Debt accumulation has been responsible for two economic crises in developing countries and for the global financial crisis of 2008 that followed the third wave. Fears of a fourth wave of such accumulation have mounted after the rise in loans by seven per cent annually before the outbreak of Covid-19 and their recent increase by nine per cent, according to the recently released World Bank’s Global Economic Prospects report.

The pandemic hit as the Arab countries, with a few exceptions, were suffering from the repercussions of a lost decade of development due to low growth rates and a retreat of public and private investments and exports. Moreover, a number of Arab countries have been mired in domestic conflicts and tensions. For these and other reasons the region has been the only area in the world where extreme poverty has been on the rise.

The Middle East and North Africa region, which includes the majority of Arab countries, experienced an economic downturn of about five per cent last year, which will not be compensated for by limited growth of about two per cent this year. The situation requires setting out public-spending priorities to support the response to the pandemic, strengthening social security systems, and driving up vital public investments to pave the way for private domestic and foreign investments to generate job opportunities.

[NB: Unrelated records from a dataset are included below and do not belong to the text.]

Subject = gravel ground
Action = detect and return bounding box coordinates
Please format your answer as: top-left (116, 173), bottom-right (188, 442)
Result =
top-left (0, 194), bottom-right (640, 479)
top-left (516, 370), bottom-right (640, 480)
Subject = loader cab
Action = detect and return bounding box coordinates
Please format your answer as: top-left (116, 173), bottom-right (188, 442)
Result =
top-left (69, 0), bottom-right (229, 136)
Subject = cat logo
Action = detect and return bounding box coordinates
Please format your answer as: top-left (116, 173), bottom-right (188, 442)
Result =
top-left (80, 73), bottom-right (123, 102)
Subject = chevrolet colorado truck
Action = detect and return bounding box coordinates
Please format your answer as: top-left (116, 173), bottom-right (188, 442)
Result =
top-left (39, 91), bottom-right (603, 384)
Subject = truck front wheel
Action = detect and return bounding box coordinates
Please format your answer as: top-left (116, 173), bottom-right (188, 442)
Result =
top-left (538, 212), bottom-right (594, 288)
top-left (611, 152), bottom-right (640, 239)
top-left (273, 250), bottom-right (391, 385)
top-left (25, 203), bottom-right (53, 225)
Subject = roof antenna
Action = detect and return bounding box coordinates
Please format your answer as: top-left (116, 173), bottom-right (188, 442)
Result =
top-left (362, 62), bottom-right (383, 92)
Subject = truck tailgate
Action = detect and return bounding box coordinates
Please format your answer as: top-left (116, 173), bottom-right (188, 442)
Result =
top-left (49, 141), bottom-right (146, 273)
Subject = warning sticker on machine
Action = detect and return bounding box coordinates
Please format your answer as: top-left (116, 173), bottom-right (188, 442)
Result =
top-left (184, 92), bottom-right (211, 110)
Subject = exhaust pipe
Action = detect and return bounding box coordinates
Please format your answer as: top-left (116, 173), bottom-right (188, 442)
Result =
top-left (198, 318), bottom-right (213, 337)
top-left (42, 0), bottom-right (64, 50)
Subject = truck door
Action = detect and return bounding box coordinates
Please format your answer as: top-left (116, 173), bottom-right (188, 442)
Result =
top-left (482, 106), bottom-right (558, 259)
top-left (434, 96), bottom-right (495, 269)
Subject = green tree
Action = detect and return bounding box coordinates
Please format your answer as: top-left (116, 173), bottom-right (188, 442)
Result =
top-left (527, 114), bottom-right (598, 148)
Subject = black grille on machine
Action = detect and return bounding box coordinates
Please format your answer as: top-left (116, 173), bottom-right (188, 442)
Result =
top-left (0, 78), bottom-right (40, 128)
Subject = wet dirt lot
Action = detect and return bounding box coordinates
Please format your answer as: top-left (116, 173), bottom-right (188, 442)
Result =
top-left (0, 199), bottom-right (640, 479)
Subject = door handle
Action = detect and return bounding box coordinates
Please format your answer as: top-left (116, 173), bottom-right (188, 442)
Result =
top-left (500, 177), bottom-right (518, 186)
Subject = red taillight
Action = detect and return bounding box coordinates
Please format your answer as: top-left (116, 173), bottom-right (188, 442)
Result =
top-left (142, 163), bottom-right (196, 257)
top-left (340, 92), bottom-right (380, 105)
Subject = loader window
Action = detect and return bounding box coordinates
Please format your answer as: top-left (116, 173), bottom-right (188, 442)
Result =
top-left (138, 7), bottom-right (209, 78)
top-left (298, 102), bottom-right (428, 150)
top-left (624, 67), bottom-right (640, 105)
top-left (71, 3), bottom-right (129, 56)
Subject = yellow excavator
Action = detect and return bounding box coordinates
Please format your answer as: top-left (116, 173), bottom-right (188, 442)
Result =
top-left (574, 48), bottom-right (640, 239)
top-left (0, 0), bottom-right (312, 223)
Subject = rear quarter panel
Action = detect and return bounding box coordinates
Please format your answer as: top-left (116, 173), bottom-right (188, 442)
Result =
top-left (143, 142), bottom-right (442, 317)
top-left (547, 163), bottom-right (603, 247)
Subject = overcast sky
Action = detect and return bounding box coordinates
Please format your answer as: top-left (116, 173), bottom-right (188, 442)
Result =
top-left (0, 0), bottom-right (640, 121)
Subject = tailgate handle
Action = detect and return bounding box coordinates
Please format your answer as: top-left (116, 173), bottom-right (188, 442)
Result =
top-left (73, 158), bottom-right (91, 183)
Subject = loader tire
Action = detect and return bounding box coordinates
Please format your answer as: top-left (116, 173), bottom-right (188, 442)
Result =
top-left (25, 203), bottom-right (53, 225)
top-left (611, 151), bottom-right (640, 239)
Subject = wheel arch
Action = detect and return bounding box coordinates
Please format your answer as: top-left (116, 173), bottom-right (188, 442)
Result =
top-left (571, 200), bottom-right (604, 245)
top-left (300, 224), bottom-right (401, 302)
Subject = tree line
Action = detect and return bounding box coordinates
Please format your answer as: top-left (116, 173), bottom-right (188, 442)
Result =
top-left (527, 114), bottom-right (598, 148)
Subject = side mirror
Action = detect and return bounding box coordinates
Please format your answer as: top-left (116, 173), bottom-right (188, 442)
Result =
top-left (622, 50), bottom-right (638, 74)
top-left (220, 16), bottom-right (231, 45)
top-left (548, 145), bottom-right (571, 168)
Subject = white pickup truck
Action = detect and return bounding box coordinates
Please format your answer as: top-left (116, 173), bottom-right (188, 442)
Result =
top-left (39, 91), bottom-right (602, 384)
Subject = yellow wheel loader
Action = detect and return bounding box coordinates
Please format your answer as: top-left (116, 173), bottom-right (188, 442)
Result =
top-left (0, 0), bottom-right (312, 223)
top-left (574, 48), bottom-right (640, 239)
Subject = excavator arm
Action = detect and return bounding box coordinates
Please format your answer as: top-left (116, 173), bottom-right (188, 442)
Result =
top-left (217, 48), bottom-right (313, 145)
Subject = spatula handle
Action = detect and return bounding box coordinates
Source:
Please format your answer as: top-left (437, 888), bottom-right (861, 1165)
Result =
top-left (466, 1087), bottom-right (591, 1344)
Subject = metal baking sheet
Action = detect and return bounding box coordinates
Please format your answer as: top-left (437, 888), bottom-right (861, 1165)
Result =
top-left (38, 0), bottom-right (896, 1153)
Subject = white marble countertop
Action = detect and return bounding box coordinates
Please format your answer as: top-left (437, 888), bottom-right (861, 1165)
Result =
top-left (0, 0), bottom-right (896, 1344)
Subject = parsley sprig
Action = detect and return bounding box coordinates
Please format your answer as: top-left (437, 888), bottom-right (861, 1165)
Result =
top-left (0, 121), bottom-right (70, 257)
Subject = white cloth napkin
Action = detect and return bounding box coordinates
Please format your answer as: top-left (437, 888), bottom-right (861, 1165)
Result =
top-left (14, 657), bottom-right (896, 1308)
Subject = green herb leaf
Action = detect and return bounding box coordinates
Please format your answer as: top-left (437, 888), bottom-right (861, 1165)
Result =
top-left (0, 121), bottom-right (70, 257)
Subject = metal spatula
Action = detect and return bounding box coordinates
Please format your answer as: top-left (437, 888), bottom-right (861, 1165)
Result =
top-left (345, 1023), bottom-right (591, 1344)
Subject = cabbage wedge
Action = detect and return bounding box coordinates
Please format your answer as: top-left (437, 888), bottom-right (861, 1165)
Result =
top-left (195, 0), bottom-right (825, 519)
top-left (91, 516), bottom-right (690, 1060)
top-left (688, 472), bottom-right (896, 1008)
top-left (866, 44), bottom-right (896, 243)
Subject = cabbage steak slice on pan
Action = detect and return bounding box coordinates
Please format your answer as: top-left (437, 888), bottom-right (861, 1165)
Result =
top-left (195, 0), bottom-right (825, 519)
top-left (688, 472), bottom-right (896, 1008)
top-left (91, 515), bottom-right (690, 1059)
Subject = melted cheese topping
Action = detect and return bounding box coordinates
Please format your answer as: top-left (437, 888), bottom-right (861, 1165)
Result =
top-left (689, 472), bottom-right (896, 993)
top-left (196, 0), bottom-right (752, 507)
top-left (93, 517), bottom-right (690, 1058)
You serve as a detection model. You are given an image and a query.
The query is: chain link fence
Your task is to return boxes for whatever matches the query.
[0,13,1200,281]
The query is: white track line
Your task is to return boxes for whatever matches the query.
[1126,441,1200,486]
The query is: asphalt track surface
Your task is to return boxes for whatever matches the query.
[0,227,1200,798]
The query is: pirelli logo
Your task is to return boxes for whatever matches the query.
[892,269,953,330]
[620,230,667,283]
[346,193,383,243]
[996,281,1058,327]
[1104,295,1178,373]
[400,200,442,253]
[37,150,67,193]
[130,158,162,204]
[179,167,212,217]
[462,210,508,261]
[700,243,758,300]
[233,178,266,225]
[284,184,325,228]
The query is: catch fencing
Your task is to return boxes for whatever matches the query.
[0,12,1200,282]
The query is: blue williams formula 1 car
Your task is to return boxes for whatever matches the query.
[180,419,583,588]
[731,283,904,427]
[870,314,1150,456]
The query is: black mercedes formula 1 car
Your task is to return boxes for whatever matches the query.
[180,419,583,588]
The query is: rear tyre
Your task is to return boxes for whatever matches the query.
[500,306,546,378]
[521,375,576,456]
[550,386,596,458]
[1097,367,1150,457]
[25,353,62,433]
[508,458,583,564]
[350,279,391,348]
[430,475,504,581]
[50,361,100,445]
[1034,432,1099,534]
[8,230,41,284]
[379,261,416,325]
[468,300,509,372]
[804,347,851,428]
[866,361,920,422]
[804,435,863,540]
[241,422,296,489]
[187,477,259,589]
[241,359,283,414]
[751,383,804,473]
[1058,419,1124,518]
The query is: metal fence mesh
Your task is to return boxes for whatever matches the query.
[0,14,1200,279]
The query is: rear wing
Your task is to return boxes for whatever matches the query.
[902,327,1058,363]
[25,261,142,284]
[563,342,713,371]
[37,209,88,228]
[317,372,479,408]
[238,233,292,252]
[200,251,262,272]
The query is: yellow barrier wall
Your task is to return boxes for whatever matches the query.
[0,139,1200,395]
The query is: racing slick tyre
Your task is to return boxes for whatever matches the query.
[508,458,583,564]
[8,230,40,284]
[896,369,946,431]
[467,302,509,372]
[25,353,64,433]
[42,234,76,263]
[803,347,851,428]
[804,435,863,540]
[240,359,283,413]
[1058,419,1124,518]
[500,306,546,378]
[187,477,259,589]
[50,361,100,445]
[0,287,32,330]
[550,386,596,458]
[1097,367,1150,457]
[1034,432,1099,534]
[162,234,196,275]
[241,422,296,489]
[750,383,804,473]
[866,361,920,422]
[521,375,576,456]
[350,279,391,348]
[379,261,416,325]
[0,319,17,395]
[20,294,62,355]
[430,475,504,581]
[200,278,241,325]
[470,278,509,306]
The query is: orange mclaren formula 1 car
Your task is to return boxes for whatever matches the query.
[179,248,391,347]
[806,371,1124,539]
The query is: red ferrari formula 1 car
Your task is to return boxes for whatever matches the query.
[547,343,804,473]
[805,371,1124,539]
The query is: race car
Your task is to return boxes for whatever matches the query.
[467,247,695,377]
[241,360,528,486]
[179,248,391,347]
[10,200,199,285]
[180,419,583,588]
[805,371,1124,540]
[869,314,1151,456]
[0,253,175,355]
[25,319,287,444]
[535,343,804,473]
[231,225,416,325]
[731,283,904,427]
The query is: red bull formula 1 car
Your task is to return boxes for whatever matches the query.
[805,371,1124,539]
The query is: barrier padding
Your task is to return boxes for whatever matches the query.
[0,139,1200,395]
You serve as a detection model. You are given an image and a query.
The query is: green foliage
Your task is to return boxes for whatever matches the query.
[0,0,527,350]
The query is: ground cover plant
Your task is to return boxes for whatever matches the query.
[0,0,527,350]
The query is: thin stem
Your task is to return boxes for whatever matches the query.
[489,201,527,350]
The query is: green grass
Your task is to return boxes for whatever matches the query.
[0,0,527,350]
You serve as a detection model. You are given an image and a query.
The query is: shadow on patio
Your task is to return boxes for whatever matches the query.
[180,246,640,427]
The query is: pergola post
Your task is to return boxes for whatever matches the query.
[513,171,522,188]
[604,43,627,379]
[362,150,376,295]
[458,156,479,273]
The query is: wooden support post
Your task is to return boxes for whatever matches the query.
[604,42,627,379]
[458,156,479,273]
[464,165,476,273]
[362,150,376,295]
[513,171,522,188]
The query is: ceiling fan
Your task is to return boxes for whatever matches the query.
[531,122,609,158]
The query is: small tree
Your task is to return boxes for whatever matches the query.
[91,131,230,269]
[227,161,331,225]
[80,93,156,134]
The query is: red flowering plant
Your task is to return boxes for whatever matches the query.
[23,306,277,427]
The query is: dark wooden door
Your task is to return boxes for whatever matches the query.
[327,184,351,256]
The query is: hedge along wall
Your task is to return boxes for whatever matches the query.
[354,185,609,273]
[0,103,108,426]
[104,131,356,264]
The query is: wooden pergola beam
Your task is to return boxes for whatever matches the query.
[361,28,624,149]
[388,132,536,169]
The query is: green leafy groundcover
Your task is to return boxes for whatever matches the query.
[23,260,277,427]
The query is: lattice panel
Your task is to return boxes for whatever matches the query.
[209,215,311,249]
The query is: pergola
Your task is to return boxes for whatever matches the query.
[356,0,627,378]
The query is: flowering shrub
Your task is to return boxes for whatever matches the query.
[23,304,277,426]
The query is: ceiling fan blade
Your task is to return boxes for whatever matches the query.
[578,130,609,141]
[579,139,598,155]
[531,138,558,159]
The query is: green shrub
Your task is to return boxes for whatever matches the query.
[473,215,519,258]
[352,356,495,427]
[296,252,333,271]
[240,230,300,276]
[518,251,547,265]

If public investments in developed countries and emerging markets by one per cent of GDP increase private investments by about 10 per cent, thereby increasing growth and employment opportunities, then such investments should be directed towards stimulating economic activity at a time when it is feared that a global economic slump could turn into a lingering recession as demand continues to decline in the light of the repercussions of the pandemic.

Sustainable investments compatible with the need to protect the environment and that do not exacerbate climate change, and smart investments that drive competitiveness in the digital age, have a positive impact on the general public and the economy. Such vital investments are “the ounce of prevention” that to the economy and its future are “worth a pound of cure.”

*The writer is an economist. An Arabic version of this article appeared on wednesday in Asharq Al-Awsat.

*A version of this article appears in print in the 14 January, 2021 edition of Al-Ahram Weekly.